The latest in the line of cultural nods toward the Hudson Valley comes from American Girl’s doll of the year- Blaire, who in fact calls the HV home. When I heard about this I asked, “Is she in double-denim? Flannel?” And while the answer to those questions is no, AGD pretty much hit the nail on the head with Blaire.
“The spirited character lives with her family on Pleasant View Farm, a sustainable farm and bed-and-breakfast in upstate New York. As a relatable character of youths in the Hudson Valley and beyond, Blaire has a newly diagnosed food sensitivity and loves to text her friends.” reads one article.

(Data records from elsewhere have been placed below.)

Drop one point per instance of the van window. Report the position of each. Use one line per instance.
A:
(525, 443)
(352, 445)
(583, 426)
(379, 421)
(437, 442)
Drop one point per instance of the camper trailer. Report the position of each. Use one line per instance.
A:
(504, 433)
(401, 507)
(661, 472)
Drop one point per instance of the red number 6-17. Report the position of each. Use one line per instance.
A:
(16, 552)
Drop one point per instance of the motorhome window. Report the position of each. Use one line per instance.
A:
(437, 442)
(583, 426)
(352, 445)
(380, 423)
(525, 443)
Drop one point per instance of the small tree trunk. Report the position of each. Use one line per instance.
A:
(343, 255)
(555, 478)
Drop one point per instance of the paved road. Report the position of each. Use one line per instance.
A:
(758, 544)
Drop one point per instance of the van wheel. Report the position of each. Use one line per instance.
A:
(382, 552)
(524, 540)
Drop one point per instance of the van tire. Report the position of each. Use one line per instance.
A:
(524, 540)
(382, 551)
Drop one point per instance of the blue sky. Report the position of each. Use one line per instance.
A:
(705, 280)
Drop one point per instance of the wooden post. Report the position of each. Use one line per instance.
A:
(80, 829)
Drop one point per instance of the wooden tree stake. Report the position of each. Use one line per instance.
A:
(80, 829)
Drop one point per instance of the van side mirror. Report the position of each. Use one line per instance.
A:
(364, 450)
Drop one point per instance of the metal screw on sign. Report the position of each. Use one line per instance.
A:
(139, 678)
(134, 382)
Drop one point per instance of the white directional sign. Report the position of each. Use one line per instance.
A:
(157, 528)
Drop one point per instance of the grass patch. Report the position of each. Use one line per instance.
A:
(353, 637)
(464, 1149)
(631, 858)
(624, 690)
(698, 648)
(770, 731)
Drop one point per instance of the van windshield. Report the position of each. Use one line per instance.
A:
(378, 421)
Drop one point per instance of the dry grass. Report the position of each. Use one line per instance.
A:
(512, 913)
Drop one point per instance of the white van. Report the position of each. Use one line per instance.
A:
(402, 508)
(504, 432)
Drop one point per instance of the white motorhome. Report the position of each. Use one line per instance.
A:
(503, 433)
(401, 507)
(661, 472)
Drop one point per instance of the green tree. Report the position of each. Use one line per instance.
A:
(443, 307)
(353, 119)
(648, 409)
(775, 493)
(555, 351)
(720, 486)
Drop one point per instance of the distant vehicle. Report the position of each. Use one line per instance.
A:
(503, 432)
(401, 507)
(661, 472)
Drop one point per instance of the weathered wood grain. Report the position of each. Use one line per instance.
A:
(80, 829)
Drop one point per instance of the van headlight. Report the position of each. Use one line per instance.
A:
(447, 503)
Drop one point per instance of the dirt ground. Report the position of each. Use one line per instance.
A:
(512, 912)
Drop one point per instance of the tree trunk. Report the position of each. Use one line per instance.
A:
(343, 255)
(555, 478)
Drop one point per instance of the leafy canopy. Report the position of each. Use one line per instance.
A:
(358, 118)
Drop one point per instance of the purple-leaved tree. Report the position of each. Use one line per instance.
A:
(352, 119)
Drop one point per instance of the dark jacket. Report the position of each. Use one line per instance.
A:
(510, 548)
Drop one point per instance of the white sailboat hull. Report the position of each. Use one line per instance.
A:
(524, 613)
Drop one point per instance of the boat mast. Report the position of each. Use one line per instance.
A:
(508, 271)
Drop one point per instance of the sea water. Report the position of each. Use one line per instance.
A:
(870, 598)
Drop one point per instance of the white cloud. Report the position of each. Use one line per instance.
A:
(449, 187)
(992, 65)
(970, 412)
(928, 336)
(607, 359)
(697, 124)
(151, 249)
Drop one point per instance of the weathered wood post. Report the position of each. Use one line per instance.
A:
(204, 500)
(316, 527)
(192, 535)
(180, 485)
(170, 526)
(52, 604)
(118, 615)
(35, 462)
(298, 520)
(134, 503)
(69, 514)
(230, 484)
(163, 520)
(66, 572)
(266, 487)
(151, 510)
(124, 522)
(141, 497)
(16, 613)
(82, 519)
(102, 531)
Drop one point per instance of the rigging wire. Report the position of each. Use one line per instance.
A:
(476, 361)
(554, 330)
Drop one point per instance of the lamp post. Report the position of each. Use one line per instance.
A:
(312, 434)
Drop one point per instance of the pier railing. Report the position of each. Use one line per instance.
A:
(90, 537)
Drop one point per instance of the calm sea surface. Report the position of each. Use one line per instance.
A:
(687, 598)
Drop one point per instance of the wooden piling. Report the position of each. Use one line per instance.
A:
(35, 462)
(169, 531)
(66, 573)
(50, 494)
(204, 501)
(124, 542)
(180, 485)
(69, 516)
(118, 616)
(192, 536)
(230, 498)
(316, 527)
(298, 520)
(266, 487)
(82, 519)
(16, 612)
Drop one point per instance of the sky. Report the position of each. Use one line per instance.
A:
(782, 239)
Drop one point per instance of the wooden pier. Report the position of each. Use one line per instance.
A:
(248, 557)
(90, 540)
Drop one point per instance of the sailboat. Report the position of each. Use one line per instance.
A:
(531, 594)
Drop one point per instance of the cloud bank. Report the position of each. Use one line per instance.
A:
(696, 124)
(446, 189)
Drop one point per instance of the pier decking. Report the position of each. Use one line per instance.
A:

“We’re thrilled that the American Girl Doll of the Year hails from the Hudson Valley on a farm where her family runs a bed and breakfast, grows healthy food, and enjoys the great outdoors,” enthuses Mary Kay Vrba, the president and CEO of Dutchess Tourism. “The area is so rich in culture, history, and agriculture — a vital part of Dutchess County’s tourism industry, so we couldn’t be more pleased that Blaire will help share in what makes this region a great place to live, work, and visit.”
As a kid, American Girl dolls embodied admirable qualities for young people. The characters were stylish, smart, and gave children the opportunity to learn about a way of life, a place in the world, or a moment in time that was previously unfamiliar to them. We can only hope that some young folks reading about Blaire now begin to think differently about sustainable living, farming, agriculture, the great outdoors, and the natural beauty to be found in a place such as the Hudson Valley, and that one day, they decide to make their home here, too.
The secret’s out, the Hudson Valley is ‘in’.